Figure 1: Sasol 1H22 trading statement overview, Rbn except per share
Source: Anchor, company data
How does the trading statement compare to consensus analyst expectations?
For the full year (FY22), Bloomberg consensus analyst forecasts are expecting core HEPS of R45.05 and EBITDA of R60.7bn. The trading statement suggests that Sasol should at least be able to meet these FY22 consensus expectations. Oil and chemical prices appear likely to be stronger in 2H22 compared to 1H22, so the second half could also be stronger for the company. We note that, while Sasol has had operational issues over the period, the macro environment has been a strong enough tailwind for the company.
Why the Sasol story is very different vs a couple of years ago
The Lake Charles Chemicals Project’s (LCCP’s) capex is done, and Sasol’s Group capex should now sustainably be less than half of what it was while that project was being completed. Sasol has also guided to FY22 capex of R20bn-R25bn (see Figure 2 below for Sasol’s capex history).
Figure 2: Sasol capex, FY11-FY21 (Rbn)
Source: Anchor Bloomberg
The lower capex requirement should result in much better free cash flow (FCF) generation. In FY21, Sasol was FCF positive for the first time since FY15 (see Figure 3).
Figure 3: Sasol FCFE/share, FY11-FY21
Source: Anchor Bloomberg
We would expect FCF to remain strong, especially given where oil and chemical prices are trading at currently. Finally, following its asset disposal programme, Sasol’s net debt halved in FY21 from R157bn to R74bn. The balance sheet is now in a much better position.

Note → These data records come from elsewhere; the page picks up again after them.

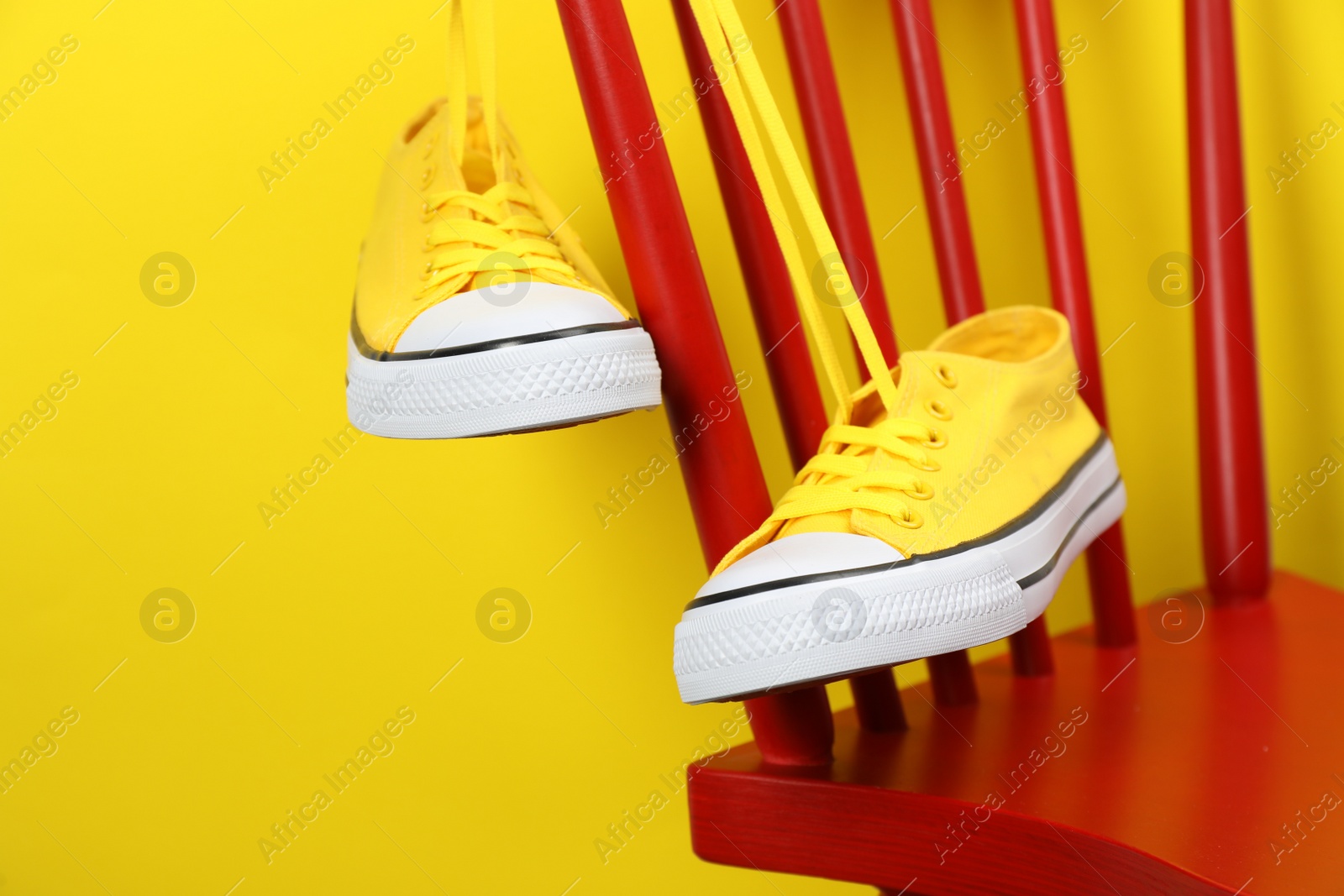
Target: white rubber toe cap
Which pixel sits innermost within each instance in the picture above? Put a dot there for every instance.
(514, 309)
(801, 555)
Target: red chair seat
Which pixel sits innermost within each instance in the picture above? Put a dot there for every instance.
(1211, 766)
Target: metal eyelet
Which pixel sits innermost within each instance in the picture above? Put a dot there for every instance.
(911, 520)
(938, 410)
(925, 492)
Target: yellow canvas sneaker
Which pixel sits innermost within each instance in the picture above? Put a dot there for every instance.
(477, 311)
(945, 503)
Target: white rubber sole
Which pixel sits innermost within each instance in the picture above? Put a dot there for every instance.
(833, 626)
(531, 385)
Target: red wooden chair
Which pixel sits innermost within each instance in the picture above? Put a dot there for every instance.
(1196, 755)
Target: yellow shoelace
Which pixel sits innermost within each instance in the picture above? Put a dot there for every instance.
(839, 477)
(503, 238)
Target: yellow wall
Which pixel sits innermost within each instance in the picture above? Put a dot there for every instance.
(316, 631)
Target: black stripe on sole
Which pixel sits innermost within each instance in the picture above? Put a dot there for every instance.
(1005, 530)
(510, 342)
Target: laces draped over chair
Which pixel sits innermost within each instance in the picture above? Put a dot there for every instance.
(839, 477)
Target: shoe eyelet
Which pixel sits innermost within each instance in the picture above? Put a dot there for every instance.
(938, 410)
(911, 521)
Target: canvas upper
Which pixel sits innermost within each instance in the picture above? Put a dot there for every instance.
(999, 396)
(528, 270)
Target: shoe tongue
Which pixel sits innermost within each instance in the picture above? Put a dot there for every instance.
(477, 165)
(867, 411)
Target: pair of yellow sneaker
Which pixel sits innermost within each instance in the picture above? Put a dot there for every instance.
(941, 511)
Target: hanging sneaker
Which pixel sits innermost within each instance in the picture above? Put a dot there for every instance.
(477, 311)
(945, 503)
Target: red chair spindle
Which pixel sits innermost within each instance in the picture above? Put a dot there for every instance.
(952, 679)
(722, 473)
(953, 248)
(769, 289)
(877, 699)
(832, 163)
(1231, 459)
(770, 293)
(938, 167)
(1108, 573)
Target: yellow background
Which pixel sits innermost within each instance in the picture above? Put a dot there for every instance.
(312, 633)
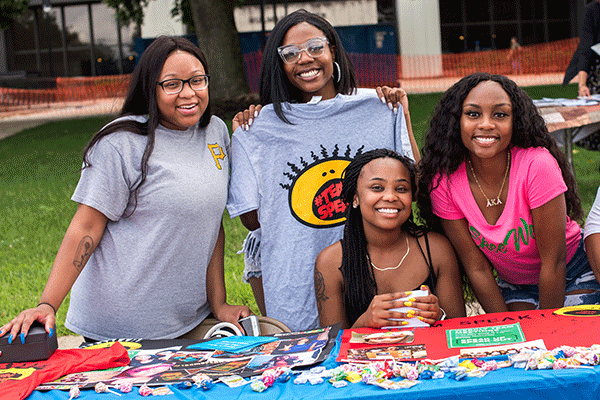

Sasol is a cyclical with a recent history of challenging operational performance and capital allocation. There are also question marks over the long-term around how Sasol will operate in a world aiming to reduce carbon emissions (and what that means for capex, etc.). Nevertheless, Sasol is in a dramatically better fundamental position to where it was a couple of years ago. Net debt has halved, while capex has more than halved. FCF should be stronger, and the business has the tailwind of strong oil and chemical prices at present. FY23 HEPS at spot is estimated to be c. R70/share, putting the share at below 5x those earnings. Given this backdrop, we continue to view Sasol as a strong buy.